Objective assessment

A full head-to-toe physical, prioritizing the assessment of hemodynamic stability, should be conducted on all women complaining of menorrhagia. Gait and affect should be observed for possible evidence of dizziness, fatigue, or shortness of breath. Vital signs, including height, weight, heart rate, BP, and temperature, if indicated, should be recorded.

Carefully examine the patient's skin for pallor and for petechiae, ecchymoses, or other evidence of a coagulopathy. Note any signs of thyroid disease and carefully palpate the thyroid gland. If you suspect liver or renal disease, assess for skin changes, organomegaly, and other clinical manifestations.

Pelvic examination should include both a speculum exam to assess the integrity of the cervix and vagina and a careful bimanual exam to check for cervical motion tenderness and uterine or adnexal masses. Depending on what the history and exam reveal, cervical cultures, cervical cytology (Pap smear), pelvic ultrasonography, or other diagnostic procedures may be indicated.

Diagnostic testing

Urine human chorionic gonadotropin is the first-line test to rule out pregnancy or spontaneous abortion. If spontaneous abortion is suspected, any collected tissue may be sent for pathologic examination.

Women with signs or symptoms of anemia, as well as those with severe or long-standing menorrhagia, should be evaluated with a hemoglobin and hematocrit determination or a complete blood count.
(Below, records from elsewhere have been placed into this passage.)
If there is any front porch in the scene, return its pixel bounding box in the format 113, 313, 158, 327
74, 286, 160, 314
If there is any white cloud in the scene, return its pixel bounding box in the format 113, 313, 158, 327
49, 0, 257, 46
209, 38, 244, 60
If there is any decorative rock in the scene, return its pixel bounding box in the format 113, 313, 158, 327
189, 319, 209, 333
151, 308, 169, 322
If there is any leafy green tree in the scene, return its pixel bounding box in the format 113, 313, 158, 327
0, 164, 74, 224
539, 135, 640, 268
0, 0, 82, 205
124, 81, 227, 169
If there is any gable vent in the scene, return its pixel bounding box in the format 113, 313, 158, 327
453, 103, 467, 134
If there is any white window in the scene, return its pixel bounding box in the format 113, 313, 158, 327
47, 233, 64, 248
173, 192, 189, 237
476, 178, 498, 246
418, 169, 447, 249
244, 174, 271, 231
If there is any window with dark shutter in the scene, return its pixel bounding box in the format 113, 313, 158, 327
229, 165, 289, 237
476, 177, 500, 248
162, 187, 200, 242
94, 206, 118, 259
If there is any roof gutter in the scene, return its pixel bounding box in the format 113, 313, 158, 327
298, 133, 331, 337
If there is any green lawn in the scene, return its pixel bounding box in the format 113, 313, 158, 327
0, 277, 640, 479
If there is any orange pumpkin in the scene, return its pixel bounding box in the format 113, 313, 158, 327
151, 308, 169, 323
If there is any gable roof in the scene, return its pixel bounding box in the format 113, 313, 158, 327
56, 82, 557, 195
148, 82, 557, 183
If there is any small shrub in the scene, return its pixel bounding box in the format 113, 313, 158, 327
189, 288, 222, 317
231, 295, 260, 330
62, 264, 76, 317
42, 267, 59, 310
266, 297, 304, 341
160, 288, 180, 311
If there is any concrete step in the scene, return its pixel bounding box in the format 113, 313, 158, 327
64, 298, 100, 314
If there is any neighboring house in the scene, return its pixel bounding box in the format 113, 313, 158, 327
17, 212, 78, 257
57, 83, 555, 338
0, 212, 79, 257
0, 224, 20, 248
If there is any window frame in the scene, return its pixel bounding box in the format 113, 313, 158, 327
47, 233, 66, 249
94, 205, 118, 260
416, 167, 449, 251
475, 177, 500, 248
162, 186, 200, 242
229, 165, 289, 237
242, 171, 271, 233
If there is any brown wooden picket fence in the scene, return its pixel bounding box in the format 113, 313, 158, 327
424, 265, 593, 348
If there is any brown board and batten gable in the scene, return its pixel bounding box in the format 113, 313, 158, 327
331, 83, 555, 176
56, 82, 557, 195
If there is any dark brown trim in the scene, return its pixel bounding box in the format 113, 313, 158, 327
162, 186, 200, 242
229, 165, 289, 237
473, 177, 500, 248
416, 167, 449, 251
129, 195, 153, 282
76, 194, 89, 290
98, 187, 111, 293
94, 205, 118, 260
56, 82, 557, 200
Coagulopathy studies are recommended for women whose menorrhagia dates back to menarche or remains idiopathic after a full workup, those who have a suspicious personal or family history, and patients undergoing hysterectomy for menorrhagia.7 Platelet count, prothrombin time, partial prothrombin time, and bleeding time are appropriate first-line studies. The most common coagulopathy is von Willebrand disease, which is present in 11%-16% of women with menorrhagia; coagulopathy screening should therefore include early testing for von Willebrand factor.8

Other serology, such as thyroid-stimulating hormone, liver function testing, blood urea nitrogen, and creatinine should be considered, depending on the patient history and exam.

Endometrial biopsy is warranted for women at high risk of endometrial hyperplasia or uterine cancer. This includes patients who have had bleeding after menopause or who used exogenous estrogen therapy without opposing progesterone, those with a history of polycystic ovary syndrome or a family history of uterine cancers, and those who are obese or older than 35 years.

Pelvic ultrasound is indicated if bimanual exam reveals abnormal uterine size or shape. Some experts also recommend pelvic ultrasound as a first-line screening for endometrial cancer; biopsy is advisable if the endometrial stripe measures >12 mm.

Ultrasound may reveal fibroids or adenomyosis. Myomas, or fibroids, are common benign uterine growths that occur in up to one third of women.9 Though many women with fibroids never experience symptoms, heavy menstrual bleeding is the most common complaint among those who do. Submucosal fibroids that distort the uterine cavity or protrude into the cavity are most likely to cause abnormal bleeding. Because fibroids are common and are frequently asymptomatic, it is important to exclude other concomitant causes of menorrhagia, even after a diagnosis of fibroids is made.

If an intracavitary growth, such as a submucosal fibroid or a uterine polyp, is suspected, saline infusion sonohysterography (SHG) should be conducted. SHG consists of infusing sterile saline fluid into the uterus while capturing a real-time image of the uterine cavity on ultrasound. Hysteroscopy with directed biopsy may be indicated if SHG and/or endometrial biopsy reveal a need for further investigation.